As for implied threats and glee - why would I be gleeful at the professors relegation to Hell? I'm not his enemy and I'm not the one who chose his direction or destination. I certainly don't benefit from it and I happen to believe that I'd benefit far more if his chosen destination was heaven. For the professor, the far greater threat is heaven, where he'd have to endure with the presence of the God he's currently rejecting.
Posted by: Karen Keil | May 10, 2008 1:50 AM
Karen,
You completely ignored my first paragraph. And you haven't told me if Bart is in trouble with Allah. And you haven't explained how I have committed the fallacy of appeal to pity. If God is omnipotent, omniscient, omnibenevolent, and omnipresent, how have I artificially set limits to your answer? Or does He not have all of those characteristics?
And how is this omni stuff compatible with freedom of will?
Then you conflate evil with punishment, justice, wisdom??, love??!!, and suffering.
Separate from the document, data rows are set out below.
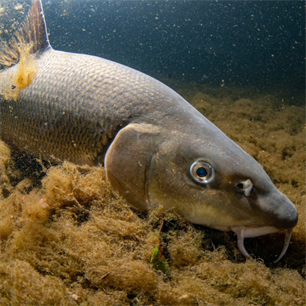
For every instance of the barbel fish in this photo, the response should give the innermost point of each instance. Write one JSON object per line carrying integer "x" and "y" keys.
{"x": 156, "y": 148}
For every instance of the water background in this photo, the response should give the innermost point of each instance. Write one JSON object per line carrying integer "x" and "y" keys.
{"x": 254, "y": 43}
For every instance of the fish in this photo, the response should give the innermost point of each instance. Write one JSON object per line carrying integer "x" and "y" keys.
{"x": 156, "y": 148}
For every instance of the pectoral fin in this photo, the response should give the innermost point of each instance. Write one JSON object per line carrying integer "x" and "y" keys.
{"x": 127, "y": 162}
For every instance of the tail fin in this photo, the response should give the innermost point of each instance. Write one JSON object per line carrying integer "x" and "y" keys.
{"x": 32, "y": 31}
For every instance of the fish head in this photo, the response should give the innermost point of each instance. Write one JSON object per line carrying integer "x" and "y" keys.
{"x": 205, "y": 177}
{"x": 213, "y": 182}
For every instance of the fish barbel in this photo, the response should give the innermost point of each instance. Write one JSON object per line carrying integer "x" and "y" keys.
{"x": 156, "y": 148}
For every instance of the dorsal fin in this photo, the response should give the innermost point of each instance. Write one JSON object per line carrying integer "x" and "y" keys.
{"x": 32, "y": 32}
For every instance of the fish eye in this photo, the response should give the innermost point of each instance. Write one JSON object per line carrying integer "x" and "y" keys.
{"x": 202, "y": 172}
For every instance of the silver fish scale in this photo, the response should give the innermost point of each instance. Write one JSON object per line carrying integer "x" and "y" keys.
{"x": 76, "y": 105}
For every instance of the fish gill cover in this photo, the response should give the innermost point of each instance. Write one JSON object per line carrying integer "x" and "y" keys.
{"x": 69, "y": 239}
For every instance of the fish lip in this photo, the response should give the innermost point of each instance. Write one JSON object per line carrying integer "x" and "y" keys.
{"x": 250, "y": 232}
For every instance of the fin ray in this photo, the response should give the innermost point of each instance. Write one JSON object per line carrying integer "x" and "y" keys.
{"x": 32, "y": 31}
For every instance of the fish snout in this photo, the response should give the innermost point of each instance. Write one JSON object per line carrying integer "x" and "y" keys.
{"x": 288, "y": 217}
{"x": 284, "y": 213}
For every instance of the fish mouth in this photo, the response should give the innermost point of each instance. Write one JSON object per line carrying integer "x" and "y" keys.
{"x": 249, "y": 232}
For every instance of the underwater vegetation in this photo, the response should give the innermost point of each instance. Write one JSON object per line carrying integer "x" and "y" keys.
{"x": 67, "y": 238}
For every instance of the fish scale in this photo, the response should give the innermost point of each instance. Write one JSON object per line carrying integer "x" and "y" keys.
{"x": 156, "y": 148}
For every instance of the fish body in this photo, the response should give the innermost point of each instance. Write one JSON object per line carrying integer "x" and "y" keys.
{"x": 156, "y": 148}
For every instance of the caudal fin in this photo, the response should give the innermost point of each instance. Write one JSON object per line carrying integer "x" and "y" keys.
{"x": 32, "y": 32}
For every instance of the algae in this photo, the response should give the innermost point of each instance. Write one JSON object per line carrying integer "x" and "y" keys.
{"x": 67, "y": 238}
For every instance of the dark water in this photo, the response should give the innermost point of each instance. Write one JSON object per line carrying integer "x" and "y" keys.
{"x": 238, "y": 43}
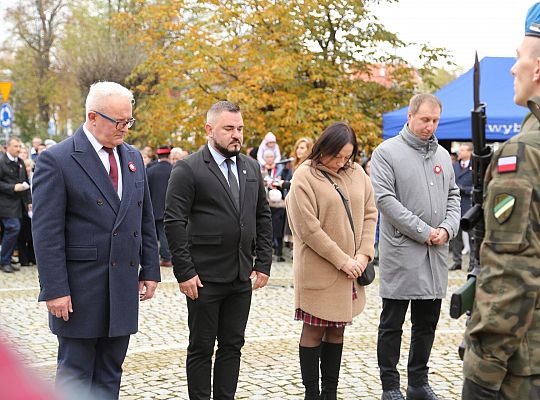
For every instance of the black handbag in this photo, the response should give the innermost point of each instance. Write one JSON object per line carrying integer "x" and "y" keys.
{"x": 368, "y": 275}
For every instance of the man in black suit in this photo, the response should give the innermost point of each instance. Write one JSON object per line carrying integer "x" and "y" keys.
{"x": 158, "y": 178}
{"x": 219, "y": 228}
{"x": 464, "y": 180}
{"x": 95, "y": 243}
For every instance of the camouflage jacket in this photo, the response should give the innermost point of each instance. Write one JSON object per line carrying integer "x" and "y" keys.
{"x": 503, "y": 335}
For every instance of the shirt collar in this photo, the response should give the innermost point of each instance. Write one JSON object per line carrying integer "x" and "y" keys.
{"x": 93, "y": 141}
{"x": 11, "y": 158}
{"x": 218, "y": 157}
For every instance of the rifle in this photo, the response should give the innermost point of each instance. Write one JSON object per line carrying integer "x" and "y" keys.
{"x": 462, "y": 300}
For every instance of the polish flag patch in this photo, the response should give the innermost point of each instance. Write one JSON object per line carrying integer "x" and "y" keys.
{"x": 507, "y": 164}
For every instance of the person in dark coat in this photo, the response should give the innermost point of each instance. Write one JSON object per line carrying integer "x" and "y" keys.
{"x": 219, "y": 229}
{"x": 95, "y": 242}
{"x": 158, "y": 179}
{"x": 14, "y": 198}
{"x": 464, "y": 180}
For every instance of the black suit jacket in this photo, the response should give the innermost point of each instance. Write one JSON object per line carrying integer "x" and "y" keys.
{"x": 464, "y": 180}
{"x": 207, "y": 235}
{"x": 158, "y": 178}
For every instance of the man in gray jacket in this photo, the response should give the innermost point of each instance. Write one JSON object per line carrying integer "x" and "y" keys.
{"x": 419, "y": 202}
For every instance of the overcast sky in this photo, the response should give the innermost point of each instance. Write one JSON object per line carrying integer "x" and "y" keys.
{"x": 493, "y": 27}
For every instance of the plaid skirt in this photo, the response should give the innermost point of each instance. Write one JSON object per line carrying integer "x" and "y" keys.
{"x": 306, "y": 318}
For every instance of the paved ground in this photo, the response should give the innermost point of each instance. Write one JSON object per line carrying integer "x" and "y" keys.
{"x": 154, "y": 368}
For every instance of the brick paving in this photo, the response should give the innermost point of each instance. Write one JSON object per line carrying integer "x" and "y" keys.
{"x": 154, "y": 367}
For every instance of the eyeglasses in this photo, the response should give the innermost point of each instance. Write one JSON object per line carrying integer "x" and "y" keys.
{"x": 119, "y": 124}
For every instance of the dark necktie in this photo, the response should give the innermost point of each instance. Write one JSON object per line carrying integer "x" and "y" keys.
{"x": 233, "y": 183}
{"x": 113, "y": 171}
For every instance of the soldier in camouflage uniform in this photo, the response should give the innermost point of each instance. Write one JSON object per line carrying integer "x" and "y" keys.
{"x": 502, "y": 357}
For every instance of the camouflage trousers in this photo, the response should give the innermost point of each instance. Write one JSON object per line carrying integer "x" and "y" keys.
{"x": 520, "y": 387}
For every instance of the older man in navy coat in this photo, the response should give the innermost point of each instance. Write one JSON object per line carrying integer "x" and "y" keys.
{"x": 95, "y": 242}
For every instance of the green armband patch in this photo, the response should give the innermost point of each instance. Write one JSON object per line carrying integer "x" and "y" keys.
{"x": 503, "y": 207}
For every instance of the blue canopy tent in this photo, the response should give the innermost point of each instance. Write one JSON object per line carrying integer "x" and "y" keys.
{"x": 496, "y": 90}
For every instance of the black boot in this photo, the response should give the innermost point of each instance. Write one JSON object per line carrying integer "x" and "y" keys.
{"x": 330, "y": 365}
{"x": 309, "y": 366}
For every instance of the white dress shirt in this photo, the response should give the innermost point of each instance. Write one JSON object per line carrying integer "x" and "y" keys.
{"x": 104, "y": 157}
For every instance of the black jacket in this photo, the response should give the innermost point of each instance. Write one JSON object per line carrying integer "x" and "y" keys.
{"x": 158, "y": 178}
{"x": 12, "y": 202}
{"x": 207, "y": 236}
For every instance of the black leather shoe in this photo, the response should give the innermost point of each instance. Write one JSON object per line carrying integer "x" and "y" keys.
{"x": 7, "y": 268}
{"x": 423, "y": 392}
{"x": 393, "y": 394}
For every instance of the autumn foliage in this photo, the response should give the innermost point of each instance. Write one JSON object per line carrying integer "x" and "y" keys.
{"x": 293, "y": 67}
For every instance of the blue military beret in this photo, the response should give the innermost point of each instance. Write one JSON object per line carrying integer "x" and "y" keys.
{"x": 532, "y": 21}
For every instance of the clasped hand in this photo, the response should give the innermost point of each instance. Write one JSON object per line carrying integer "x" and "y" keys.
{"x": 354, "y": 268}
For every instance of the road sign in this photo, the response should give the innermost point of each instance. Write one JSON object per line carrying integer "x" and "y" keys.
{"x": 5, "y": 88}
{"x": 6, "y": 115}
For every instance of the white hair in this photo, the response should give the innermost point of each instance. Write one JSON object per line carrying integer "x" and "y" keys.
{"x": 269, "y": 152}
{"x": 101, "y": 90}
{"x": 177, "y": 150}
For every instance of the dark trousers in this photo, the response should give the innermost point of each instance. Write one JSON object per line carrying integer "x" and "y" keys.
{"x": 91, "y": 366}
{"x": 25, "y": 243}
{"x": 221, "y": 312}
{"x": 456, "y": 246}
{"x": 12, "y": 226}
{"x": 164, "y": 252}
{"x": 424, "y": 318}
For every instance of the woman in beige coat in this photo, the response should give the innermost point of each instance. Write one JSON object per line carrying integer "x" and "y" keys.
{"x": 328, "y": 256}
Of course you imply threats and glee about punishment and added to them with threats of the presence of God as well as his absence. Of course you would benefit if Bart went to Hell. You would have the smug satisfaction of knowing that you had been right. You would be able to say to Bart, “I told you so. You're getting just what you deserve,” just like Lazarus who saw the rich man in Hell. You are making these threats through your continuing the invention of a mythical god of JUSTICE.
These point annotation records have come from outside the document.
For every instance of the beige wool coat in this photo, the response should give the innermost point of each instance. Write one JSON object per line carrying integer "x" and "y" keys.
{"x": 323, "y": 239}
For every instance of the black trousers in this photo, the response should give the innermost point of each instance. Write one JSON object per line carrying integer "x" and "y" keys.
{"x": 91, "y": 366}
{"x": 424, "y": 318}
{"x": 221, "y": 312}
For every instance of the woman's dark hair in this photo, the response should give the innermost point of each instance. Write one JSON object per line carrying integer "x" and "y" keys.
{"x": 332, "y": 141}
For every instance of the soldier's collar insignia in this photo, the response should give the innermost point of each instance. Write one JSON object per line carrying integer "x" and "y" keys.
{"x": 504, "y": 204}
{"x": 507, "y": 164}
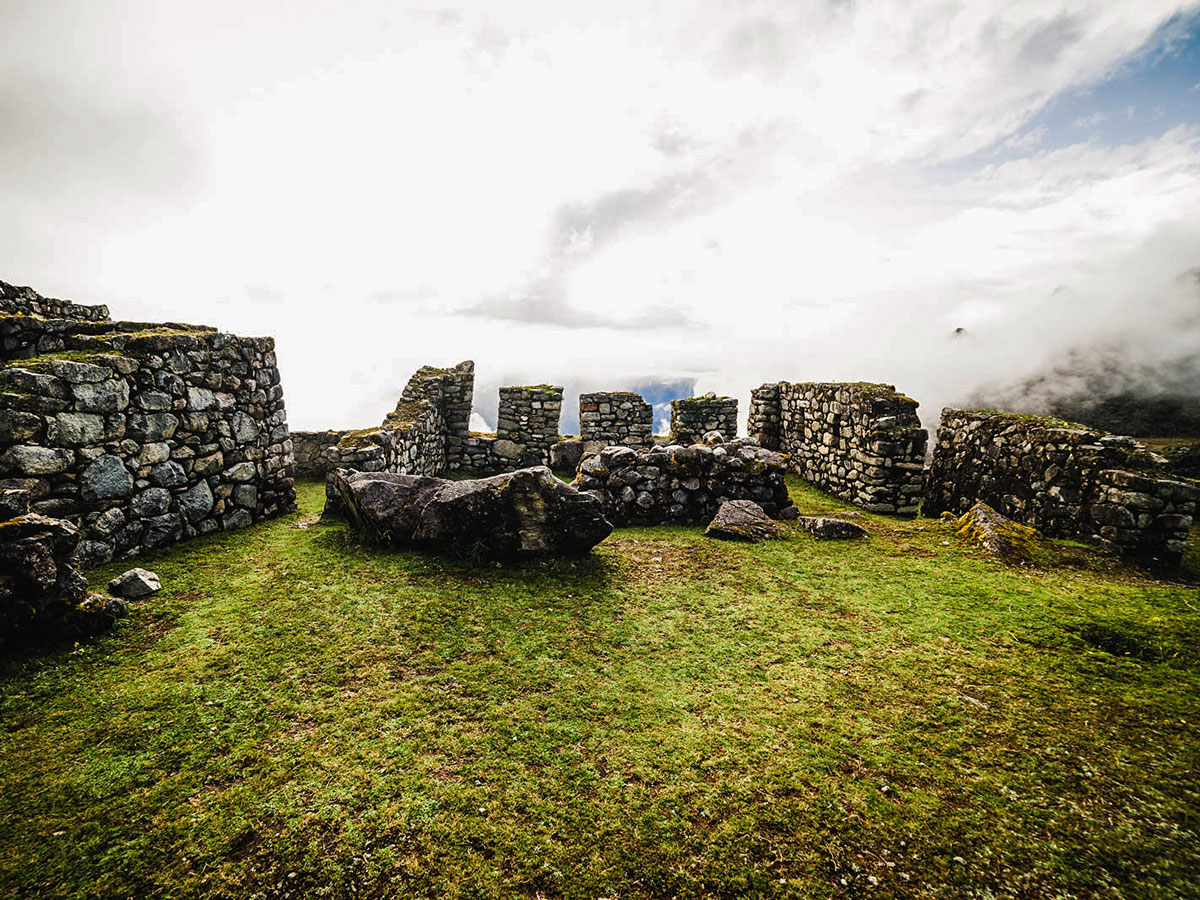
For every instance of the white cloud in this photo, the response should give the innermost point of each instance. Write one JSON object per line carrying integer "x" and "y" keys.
{"x": 775, "y": 172}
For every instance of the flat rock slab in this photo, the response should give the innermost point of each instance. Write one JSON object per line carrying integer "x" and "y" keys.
{"x": 831, "y": 528}
{"x": 742, "y": 521}
{"x": 523, "y": 514}
{"x": 135, "y": 585}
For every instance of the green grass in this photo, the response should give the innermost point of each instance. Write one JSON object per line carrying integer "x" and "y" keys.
{"x": 300, "y": 715}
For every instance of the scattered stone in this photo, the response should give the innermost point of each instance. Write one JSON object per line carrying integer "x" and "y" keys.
{"x": 831, "y": 528}
{"x": 41, "y": 592}
{"x": 1000, "y": 535}
{"x": 523, "y": 514}
{"x": 742, "y": 521}
{"x": 135, "y": 585}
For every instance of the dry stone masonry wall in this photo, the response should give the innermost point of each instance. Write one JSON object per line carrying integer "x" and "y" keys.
{"x": 142, "y": 436}
{"x": 528, "y": 417}
{"x": 451, "y": 391}
{"x": 1066, "y": 480}
{"x": 695, "y": 417}
{"x": 683, "y": 484}
{"x": 861, "y": 442}
{"x": 616, "y": 418}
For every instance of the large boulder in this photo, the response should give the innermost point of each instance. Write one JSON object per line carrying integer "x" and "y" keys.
{"x": 742, "y": 521}
{"x": 997, "y": 534}
{"x": 521, "y": 514}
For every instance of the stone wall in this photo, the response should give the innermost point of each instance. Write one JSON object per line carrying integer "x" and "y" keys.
{"x": 451, "y": 390}
{"x": 41, "y": 592}
{"x": 695, "y": 417}
{"x": 528, "y": 417}
{"x": 861, "y": 442}
{"x": 25, "y": 301}
{"x": 1065, "y": 480}
{"x": 616, "y": 418}
{"x": 683, "y": 485}
{"x": 145, "y": 437}
{"x": 412, "y": 441}
{"x": 310, "y": 449}
{"x": 762, "y": 421}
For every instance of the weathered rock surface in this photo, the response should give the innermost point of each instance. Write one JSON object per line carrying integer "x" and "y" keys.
{"x": 41, "y": 592}
{"x": 742, "y": 521}
{"x": 135, "y": 585}
{"x": 683, "y": 485}
{"x": 565, "y": 455}
{"x": 522, "y": 514}
{"x": 1000, "y": 535}
{"x": 831, "y": 528}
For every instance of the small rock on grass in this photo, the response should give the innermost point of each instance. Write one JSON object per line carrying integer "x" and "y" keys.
{"x": 133, "y": 585}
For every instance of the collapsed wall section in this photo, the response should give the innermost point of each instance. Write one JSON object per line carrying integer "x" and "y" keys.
{"x": 528, "y": 417}
{"x": 451, "y": 390}
{"x": 691, "y": 418}
{"x": 145, "y": 437}
{"x": 862, "y": 442}
{"x": 616, "y": 418}
{"x": 1062, "y": 479}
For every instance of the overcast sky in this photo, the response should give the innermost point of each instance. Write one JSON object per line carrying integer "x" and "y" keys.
{"x": 612, "y": 192}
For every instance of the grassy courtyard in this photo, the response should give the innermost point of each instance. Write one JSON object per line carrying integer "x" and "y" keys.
{"x": 299, "y": 715}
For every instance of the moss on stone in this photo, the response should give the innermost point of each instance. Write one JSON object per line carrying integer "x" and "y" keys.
{"x": 359, "y": 438}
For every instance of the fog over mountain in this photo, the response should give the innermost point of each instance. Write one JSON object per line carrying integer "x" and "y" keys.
{"x": 707, "y": 195}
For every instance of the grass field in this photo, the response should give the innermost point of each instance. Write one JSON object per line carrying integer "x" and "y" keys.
{"x": 299, "y": 715}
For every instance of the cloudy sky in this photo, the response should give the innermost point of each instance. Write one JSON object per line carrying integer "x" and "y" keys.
{"x": 604, "y": 195}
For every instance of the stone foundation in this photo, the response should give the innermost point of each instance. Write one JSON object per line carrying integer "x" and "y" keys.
{"x": 861, "y": 442}
{"x": 683, "y": 485}
{"x": 528, "y": 418}
{"x": 1065, "y": 480}
{"x": 616, "y": 418}
{"x": 695, "y": 417}
{"x": 142, "y": 436}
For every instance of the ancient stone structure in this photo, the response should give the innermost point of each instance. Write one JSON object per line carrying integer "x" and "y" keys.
{"x": 411, "y": 439}
{"x": 1065, "y": 480}
{"x": 528, "y": 417}
{"x": 141, "y": 435}
{"x": 310, "y": 450}
{"x": 41, "y": 591}
{"x": 861, "y": 442}
{"x": 427, "y": 432}
{"x": 695, "y": 417}
{"x": 616, "y": 418}
{"x": 516, "y": 515}
{"x": 762, "y": 420}
{"x": 683, "y": 484}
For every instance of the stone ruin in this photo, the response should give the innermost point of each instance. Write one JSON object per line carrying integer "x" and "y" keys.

Just because the lies of religions have been repeated over and over by millions for thousands of years, that doesn't make them true. Have you heard the fable of the Emperor's New Clothes?
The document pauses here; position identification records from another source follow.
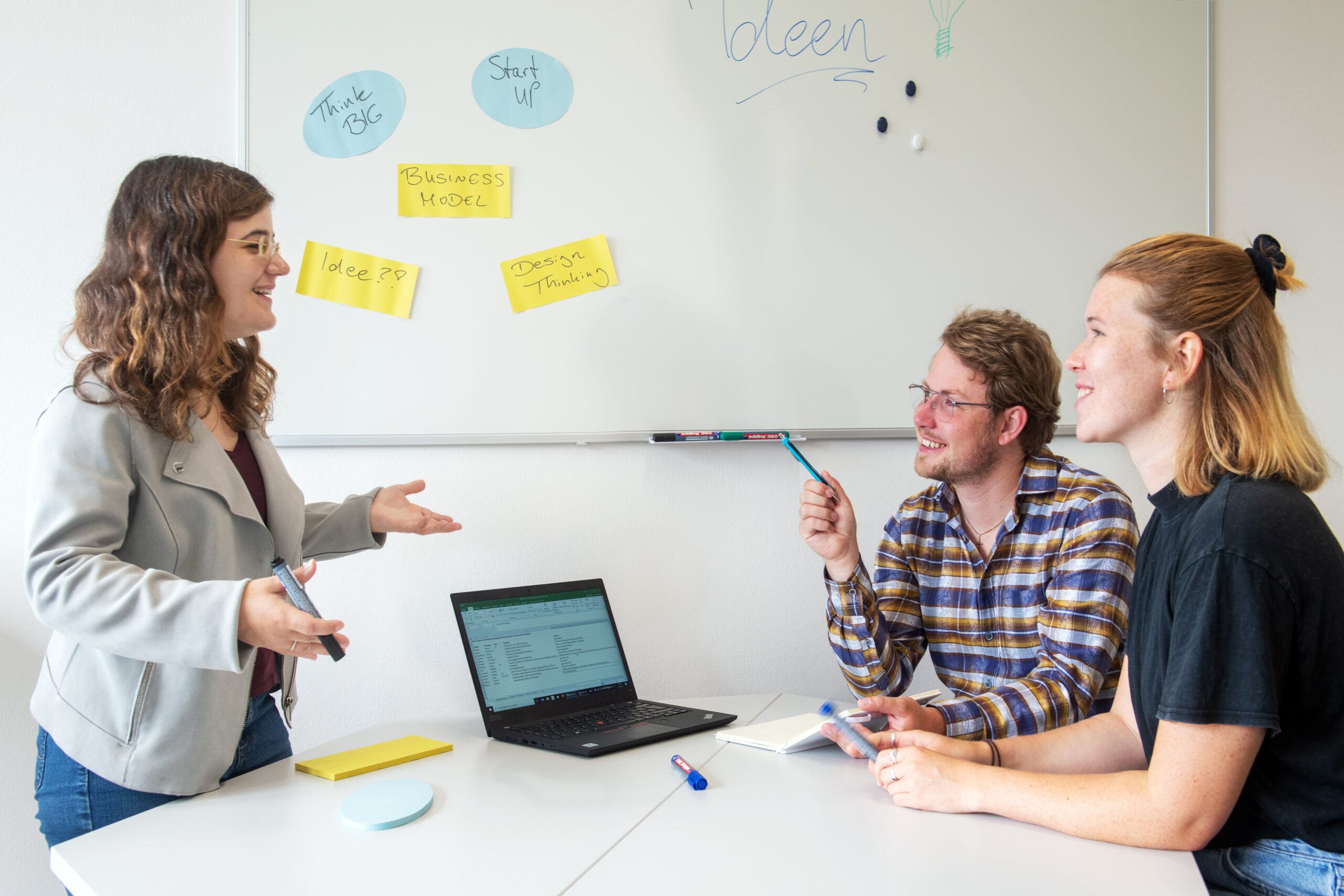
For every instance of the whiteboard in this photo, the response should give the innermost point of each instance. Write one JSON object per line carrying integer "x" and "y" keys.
{"x": 781, "y": 263}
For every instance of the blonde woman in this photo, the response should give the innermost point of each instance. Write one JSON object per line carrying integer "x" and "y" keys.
{"x": 158, "y": 503}
{"x": 1227, "y": 731}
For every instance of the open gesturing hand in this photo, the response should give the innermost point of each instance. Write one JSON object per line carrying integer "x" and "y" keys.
{"x": 393, "y": 512}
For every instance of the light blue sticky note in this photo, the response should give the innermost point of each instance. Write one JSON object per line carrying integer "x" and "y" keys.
{"x": 386, "y": 804}
{"x": 522, "y": 88}
{"x": 354, "y": 114}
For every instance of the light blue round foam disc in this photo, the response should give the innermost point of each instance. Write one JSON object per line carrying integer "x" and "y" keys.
{"x": 386, "y": 804}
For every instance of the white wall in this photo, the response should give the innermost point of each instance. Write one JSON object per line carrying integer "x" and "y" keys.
{"x": 711, "y": 586}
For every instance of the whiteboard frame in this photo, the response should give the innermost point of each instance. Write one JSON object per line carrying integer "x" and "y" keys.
{"x": 634, "y": 436}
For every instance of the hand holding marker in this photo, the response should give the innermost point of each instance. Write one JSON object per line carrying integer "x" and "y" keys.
{"x": 300, "y": 598}
{"x": 847, "y": 731}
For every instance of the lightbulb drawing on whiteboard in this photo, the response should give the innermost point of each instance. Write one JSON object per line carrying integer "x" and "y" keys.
{"x": 944, "y": 11}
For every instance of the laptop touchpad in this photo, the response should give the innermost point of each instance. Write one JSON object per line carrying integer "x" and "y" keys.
{"x": 643, "y": 730}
Posted by: NGreer | May 11, 2008 12:49 AM
NGreer,
As for your first paragraph, I didn't intend to ignore it - I temporarily took the point of view that YOU were accurate in YOUR claims that YOU don't use appeal to pity. I blame the hour at which I tend to visit the blog for that lapse.
I maintain, however, that whether or not you intend it to be an appeal to pity it is, in fact, an appeal to pity because the argument centers on "bad things" happening to "good people," as the professor makes apparent in his book. In fact, he seems nearly to boast about how he opened the eyes of his students to the extent of the "bad things."
(As yet another aside, I fail to see any real difference between the exploitation of children in various states of undress and the exploitation of the victims in his book beyond the minor point of medium of communication. The intent is still the same - to profit/gain/"win" from their display.)
If the argument (whether or not it is your intent) is not an appeal to pity, why use emotionally-laden language? "Evil," "suffering," "malevolent" "bad" and "good" are not emotionally neutral. The very wording (whether or not you intend it to be) evokes emotional responses. The question is never "Why does God allow things to happen to people?" The whole weight of the argument falls on "bad" things happening to "good" people. If someone rejects the adjectives - her morals (most often) and/or intellect (less often, by better debaters) are questioned. In either case, it is the emotions to which the appeal is ultimately made, your intent not-withstanding.
There are other difficulties inherent in your philosophical quote, but again due to the hour, I'll have to postpone their discussion.